Juist voor dit soort momenten is een even-tussendoor-project bedoeld.
Tijdens het zitten naast zijn bed was het een prettig
om iets om handen te hebben om de tijd een beetje te doden. Dat er niet teveel
bij nagedacht hoefde te worden was erg prettig want ik heb nog wel aardig wat
stukjes uit moeten halen omdat mijn hoofd toch even was afgedwaald bij het tot vier
tellen.
Helaas werd mijn vader niet meer beter. Hij overleed
op vrijdag 15 februari. De impact van zijn overlijden heeft mijn wereld
veranderd.
In de drukke periode na papa’s overlijden sleept ik
mijn haakwerkje overal mee naar toe. Het kwam alleen niet meer uit de tas. Mijn
hoofd zat te vol. Mijn handen waren te onrustig. En de sjaal was voor mij
verbonden met zijn ziek zijn en zijn overlijden.
Na de uitvaart nam ik mij heilig voor geen ander
project te haken voor deze sjaal af was. Maar dat was minder eenvoudig dan ik
op voorhand dacht.
Ik had geregeld geen zin in haken. Als ik haakte dan
schoot het niet op. Of ik legde het haakwerk na drie of vier toeren al weer weg
om wat anders te gaan doen.
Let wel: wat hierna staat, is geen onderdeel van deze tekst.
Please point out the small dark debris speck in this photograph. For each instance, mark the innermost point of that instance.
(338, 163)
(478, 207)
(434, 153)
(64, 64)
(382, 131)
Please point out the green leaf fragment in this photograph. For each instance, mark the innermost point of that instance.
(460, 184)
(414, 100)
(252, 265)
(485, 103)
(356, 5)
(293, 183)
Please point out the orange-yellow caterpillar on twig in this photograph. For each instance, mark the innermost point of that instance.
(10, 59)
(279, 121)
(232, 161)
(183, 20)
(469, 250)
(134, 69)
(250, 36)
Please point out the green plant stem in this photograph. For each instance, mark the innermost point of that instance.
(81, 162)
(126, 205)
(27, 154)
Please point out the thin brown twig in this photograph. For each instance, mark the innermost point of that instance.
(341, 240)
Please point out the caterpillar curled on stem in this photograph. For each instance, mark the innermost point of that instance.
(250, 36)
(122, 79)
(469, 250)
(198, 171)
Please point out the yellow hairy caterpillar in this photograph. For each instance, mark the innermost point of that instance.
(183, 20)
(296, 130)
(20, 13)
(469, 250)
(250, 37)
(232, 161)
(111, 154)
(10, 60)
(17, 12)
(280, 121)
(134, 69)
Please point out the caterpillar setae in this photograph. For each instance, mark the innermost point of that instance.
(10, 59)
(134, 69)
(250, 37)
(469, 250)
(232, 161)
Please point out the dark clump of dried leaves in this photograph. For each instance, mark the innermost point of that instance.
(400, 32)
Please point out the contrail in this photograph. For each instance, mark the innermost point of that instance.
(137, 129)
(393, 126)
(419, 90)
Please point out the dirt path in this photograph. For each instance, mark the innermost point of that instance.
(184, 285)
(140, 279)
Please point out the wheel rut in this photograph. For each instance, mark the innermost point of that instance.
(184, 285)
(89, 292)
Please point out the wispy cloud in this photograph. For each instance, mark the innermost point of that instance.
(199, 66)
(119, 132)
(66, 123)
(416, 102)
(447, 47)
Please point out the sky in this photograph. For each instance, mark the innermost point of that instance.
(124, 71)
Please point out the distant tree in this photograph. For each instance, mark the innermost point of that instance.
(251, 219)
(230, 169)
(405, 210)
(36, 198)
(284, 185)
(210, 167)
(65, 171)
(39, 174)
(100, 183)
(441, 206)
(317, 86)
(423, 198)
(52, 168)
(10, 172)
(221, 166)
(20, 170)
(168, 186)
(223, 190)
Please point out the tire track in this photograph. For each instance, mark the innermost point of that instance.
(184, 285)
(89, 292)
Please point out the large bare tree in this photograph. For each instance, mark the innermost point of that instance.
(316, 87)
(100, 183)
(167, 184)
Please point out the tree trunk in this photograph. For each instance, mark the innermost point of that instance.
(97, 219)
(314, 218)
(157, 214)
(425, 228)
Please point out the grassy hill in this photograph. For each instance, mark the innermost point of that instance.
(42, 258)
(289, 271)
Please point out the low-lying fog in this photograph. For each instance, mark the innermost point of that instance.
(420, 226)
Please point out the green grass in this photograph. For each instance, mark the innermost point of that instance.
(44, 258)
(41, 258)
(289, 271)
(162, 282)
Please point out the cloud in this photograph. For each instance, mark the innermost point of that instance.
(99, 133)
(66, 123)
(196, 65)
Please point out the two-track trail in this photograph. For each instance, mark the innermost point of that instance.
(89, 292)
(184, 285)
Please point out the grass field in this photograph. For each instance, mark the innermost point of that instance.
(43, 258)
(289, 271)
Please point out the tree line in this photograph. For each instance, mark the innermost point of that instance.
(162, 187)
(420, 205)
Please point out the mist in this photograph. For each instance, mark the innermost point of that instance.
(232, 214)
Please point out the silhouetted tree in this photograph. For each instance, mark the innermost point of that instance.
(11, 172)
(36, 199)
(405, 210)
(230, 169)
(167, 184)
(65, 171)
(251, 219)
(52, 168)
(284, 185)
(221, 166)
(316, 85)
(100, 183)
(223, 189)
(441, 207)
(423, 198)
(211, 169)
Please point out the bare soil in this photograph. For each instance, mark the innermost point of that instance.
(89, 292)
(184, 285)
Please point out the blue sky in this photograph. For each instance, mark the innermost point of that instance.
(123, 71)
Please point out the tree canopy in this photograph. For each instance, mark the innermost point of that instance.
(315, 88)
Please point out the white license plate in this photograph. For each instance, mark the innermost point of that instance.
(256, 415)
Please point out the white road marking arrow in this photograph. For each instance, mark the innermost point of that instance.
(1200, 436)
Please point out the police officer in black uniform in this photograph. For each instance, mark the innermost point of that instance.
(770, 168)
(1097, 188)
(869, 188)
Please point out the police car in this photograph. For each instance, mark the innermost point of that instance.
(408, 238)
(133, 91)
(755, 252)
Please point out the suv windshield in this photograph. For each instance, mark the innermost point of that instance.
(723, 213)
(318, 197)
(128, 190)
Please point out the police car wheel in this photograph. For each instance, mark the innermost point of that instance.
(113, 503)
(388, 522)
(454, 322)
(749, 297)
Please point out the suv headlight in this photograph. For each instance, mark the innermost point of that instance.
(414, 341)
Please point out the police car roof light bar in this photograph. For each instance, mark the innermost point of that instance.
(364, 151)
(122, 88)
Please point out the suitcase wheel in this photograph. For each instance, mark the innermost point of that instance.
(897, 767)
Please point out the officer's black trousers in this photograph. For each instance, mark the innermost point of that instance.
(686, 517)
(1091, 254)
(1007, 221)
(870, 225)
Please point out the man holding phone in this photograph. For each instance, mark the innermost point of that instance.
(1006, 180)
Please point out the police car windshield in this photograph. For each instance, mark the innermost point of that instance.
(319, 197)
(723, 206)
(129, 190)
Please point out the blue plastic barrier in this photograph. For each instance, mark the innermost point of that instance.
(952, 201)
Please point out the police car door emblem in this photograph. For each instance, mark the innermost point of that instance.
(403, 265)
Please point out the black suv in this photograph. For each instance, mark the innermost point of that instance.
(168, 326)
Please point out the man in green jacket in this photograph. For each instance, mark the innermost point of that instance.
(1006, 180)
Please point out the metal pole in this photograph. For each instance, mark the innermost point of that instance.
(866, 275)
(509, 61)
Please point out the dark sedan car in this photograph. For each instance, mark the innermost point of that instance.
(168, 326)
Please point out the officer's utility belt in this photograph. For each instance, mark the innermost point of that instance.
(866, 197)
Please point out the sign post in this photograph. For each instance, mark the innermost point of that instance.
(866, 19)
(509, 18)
Niet dat ik een hekel had aan die sjaal of aan het
haken. Maar alles voelde tijdens het haken zwaar, langzaam, mistig, stroperig.
papa en ik op mijn trouwdag |
Een maand later is de sjaal eindelijk af. Het is een
opluchting en een teleurstelling tegelijkertijd. Nu pas begrijp ik mijn weerzin
de sjaal af te maken. Nu voel ik hoe dit haakwerk mij verbond met die uren bij
papa’s bed. Het laatste samen zijn. De vanzelfsprekendheid. Het laatste vader
en dochter zijn.
Een simpele sjaal is een metafoor geworden. Ik weet
alleen niet precies waarvoor.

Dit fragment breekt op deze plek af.